40年前の話
6月になりました。
今日は、40年前の今頃、私が体験したお話をします。
当時、私は大学生でした。
暮らしていたのは、大学近くのアパートです。
近所には、スーパーがありません。
それで買い物をする時には、当時流行のミニサイクルに乗って、山の向こうにあるスーパーまで、買い出しに行きました。

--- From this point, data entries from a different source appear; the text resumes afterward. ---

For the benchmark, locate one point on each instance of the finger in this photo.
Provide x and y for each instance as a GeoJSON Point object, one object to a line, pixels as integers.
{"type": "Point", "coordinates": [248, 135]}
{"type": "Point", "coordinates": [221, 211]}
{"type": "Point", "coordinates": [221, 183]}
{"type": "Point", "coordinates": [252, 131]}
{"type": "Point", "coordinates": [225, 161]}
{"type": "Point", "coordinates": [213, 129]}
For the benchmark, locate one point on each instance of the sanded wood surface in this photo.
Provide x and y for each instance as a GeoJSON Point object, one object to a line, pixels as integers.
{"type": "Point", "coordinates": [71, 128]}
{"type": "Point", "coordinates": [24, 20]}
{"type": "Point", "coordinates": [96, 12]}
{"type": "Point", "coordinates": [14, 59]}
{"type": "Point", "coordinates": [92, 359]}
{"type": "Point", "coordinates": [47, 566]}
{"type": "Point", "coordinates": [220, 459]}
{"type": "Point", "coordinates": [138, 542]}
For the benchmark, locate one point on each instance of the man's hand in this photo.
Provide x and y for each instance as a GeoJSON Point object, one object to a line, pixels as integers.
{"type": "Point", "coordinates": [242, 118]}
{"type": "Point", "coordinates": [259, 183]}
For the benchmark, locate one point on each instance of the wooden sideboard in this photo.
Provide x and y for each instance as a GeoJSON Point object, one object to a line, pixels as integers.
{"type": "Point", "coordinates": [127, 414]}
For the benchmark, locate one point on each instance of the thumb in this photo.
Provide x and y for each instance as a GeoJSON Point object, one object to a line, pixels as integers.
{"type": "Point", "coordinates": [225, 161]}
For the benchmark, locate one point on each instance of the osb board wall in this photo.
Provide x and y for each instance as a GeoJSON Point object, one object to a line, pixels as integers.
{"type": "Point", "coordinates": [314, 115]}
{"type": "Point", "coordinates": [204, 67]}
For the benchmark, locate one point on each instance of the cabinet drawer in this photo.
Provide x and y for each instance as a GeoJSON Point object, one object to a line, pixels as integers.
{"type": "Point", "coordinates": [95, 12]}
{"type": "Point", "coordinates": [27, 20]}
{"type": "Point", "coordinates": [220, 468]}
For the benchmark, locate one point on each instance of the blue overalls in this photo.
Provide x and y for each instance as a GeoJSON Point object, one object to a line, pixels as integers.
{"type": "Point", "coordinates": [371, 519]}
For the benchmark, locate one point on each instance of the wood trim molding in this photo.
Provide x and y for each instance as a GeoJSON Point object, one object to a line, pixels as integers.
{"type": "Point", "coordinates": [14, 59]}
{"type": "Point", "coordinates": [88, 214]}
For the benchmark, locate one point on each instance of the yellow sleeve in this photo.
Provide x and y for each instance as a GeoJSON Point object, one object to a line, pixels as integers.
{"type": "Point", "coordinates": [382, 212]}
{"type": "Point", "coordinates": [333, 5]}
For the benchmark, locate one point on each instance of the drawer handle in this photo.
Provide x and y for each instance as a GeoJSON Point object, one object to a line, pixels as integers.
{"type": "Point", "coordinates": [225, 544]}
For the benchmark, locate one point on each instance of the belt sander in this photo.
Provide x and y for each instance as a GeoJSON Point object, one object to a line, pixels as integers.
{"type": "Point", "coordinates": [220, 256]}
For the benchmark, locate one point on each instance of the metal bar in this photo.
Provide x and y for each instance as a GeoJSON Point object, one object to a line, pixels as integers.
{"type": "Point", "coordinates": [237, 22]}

山越えの道もあったのですが、自転車でその道を登るのは大変です。
ですから、山の向こうへ行く時には、山を迂回して、山裾の道を通っていました。
買い物を済ませてスーパーを出たのは、夕方でした。
山裾の道まで戻って来た時、辺りは夕闇に包まれていました。
空はまだ、ほのかに明るさが残っていました。
しかし、山陰になっていたこともあって、辺りは夜のような暗さです。
それでも、完全に夜というわけではありません。
どこに何があるという程度の、辺りの様子はわかりました。
ミニサイクルの電灯をつけて走る、暗い道には誰もいません。
道の両脇は田んぼです。
左側の田んぼのすぐ向こうには、山裾が広がってできた丘がありました。
その丘には小さな祠があります。
私がそこの道を走っていた時、左前方にその祠が見えていました。
自転車を走らせながら、私は何気なく祠の方に目をやりました。
すると、そこから誰かが降りて来るのが見えました。
闇の中だし離れていますから、直接人影を認めることはできません。
人だとわかったのは、その人物がペンライトを持っていたからです。
ペンライトを持つ手を、振りながら降りているのでしょう。
小さな明かりが、強くなったり弱くなったりしながら、揺れ動いています。
その明かりが祠の長い階段を、ゆっくり降りて来るのが見えたのです。
こんな時間に、あんな所で何をしていたのだろう。
私はいぶかしく思いました。
昼間なら、何も思いません。
真っ暗になってから、丘にある祠に行くのは不気味です。
階段の下には、私が進む道に向かって、細い道が真っ直ぐ伸びています。
そのペンライトの人物は階段を下りきると、そのまま細い道を進んで来ました。
その間、私はずっとミニサイクルを、走らせているわけです。
当然、その人物との距離は、どんどん縮まって来ますよね。
ところがです。
距離は近づいているのに、そこに人影が見えないのです。
いくら暗いと言っても、近づけば動く人影ぐらいは、見えそうなものです。
実際、他の構造物は暗闇の中でも、確認できていました。
それなのに、その人物だけが見えないのです。
見えていたのは、ゆらゆら動くペンライトの灯だけでした。
これは絶対におかしいと、私は思いました。
この距離であれば、そこに人がいれば見えるはず。
だけど、いくら目を懲らしても、見えるのはペンライトの灯だけです。
私は背筋がぞわっとしました。
これは人間じゃない!
人魂か?
そう思いながらも、ペダルをこぐ私の足は止まりません。
何も自分から、怖いものに近づかなければいいのにと、今なら思います。
でも、その時は恐怖に固まってしまったわけですね。
固まっているのに、足だけが勝手にペダルをこぎ続けているのです。
その人魂のような小さな光は、私が走る道へ出て来ると、こちらへ向きを変えました。
まるで、大きな道に出て来た人間のように、カクッと90度方向転換したのです。
私が走っている道の真っ正面です。
人だったら、見えないわけがありません。
でも、そこにいるのは、その光だけでした。
光はふわふわと漂いながら、私の方へ向かって来ました。
私の自転車も、光に向かって走って行きます。
光が目前にまで迫った時、私は心の中で叫び声を上げました。
胸の中では、心臓がバクバクしています。
全身に鳥肌が立っているような感じでした。
そして、ついに光が私のすぐそばまで、やって来たのです。
だけど、その光は私に何をするでなく、すっと私の横を通り過ぎました。
その時、私はようやく恐怖の呪縛を、解くことができました。
ああ、怖かった。
それが、その時の正直な気持ちでした。
私は自転車を止めると、光を振り返りました。
光はそれまでと同じ調子で、ふわふわと飛んでいます。
私は足下の田んぼに、目を向けました。
すると、稲の葉の陰に、いくつか似たような光が、点滅しています。
そうです。
私が人魂だと思っていた、その光。
それはホタルだったのです。
私はそれまで、ホタルを見たことがありませんでした。
初めてホタルを見た私は、驚きと感動で一杯になりました。
でも、ホタルを人魂だと思い込んで怖がった。恥ずかしさもありました。
辺りに誰もいなかったことが、救いでした。
しばらくホタルを眺めた後、私は無事にアパートへ戻りました。
40年前の話です。
今年も、ホタルの季節になりました。